On Tuesday, President Donald Trump told a group of Democratic Senators: “My accountant called me and said ‘you’re going to get killed in this [tax] bill,” NBC News reported. If true, Trump has managed to hire a spectacularly incompetent accountant. Another possibility is that Trump is lying.
There’s a lot we don’t know about Trump’s finances. Trump broke from more than 30-years of precedent by refusing to release any of his tax returns during last year’s presidential campaign. But thanks to a leaked portion of Trump’s 2005 tax return and a 2016 letter from his tax lawyers, it’s clear that Trump is likely to be one of the biggest winners under Republicans’ plan. It’s not for nothing that New York Times columnist Paul Krugman wrote last week that you “won’t go far wrong if you think of the big tax cuts in the law as having been custom designed to benefit the Trump family.”
Trump’s tax plan would benefit him in three major ways. The Tax Cuts and Jobs Act introduced by House Republicans eliminates the Alternative Minimum Tax, which cost the president $31 million in 2005. It cuts income taxes for the types of businesses—known as “pass-throughs”—that Trump favors from 39.6 percent to 25 percent. And, most importantly, it gets rid of taxes on inherited wealth. A rough calculation shows that could give his children $620 million.
Trump also claimed he would be a “big loser” under his tax cut, according to the Washington Post. “The deal is so bad for rich people, I had to throw in the estate tax just to give them something,” he said. That is not true. The left-leaning Institute on Taxation on Economic Policy finds that the top 1 percent of Americans would get a tax break of nearly $50,000 next year as a result of the House bill. The working class would receive $360 on average.
And as Jonathan Chait writes for New York, Congress’ nonpartisan tax committee does not include the estate tax in its projections.
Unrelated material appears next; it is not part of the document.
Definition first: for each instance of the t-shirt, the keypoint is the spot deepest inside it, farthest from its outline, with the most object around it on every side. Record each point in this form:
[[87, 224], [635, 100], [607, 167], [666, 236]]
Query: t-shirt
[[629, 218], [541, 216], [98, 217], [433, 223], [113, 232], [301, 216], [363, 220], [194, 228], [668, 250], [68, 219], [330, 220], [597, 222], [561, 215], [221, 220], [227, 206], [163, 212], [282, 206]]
The committee still finds that two-thirds of taxpayers who make more than $1 million per year would get at least $500 from the Republican bill in 2027, compared to 5 percent of people who make between $30,000 and $40,000 per year. Overall, more than half of taxpayers—including about 40 percent of the middle class—would either pay more taxes or get less than $100 in 2027 as a result of House Republicans’ tax plan.
It is theoretically possible that Trump would pay more taxes under his plan, but all the evidence suggests otherwise. The only way to know for sure is for Trump to release his tax returns.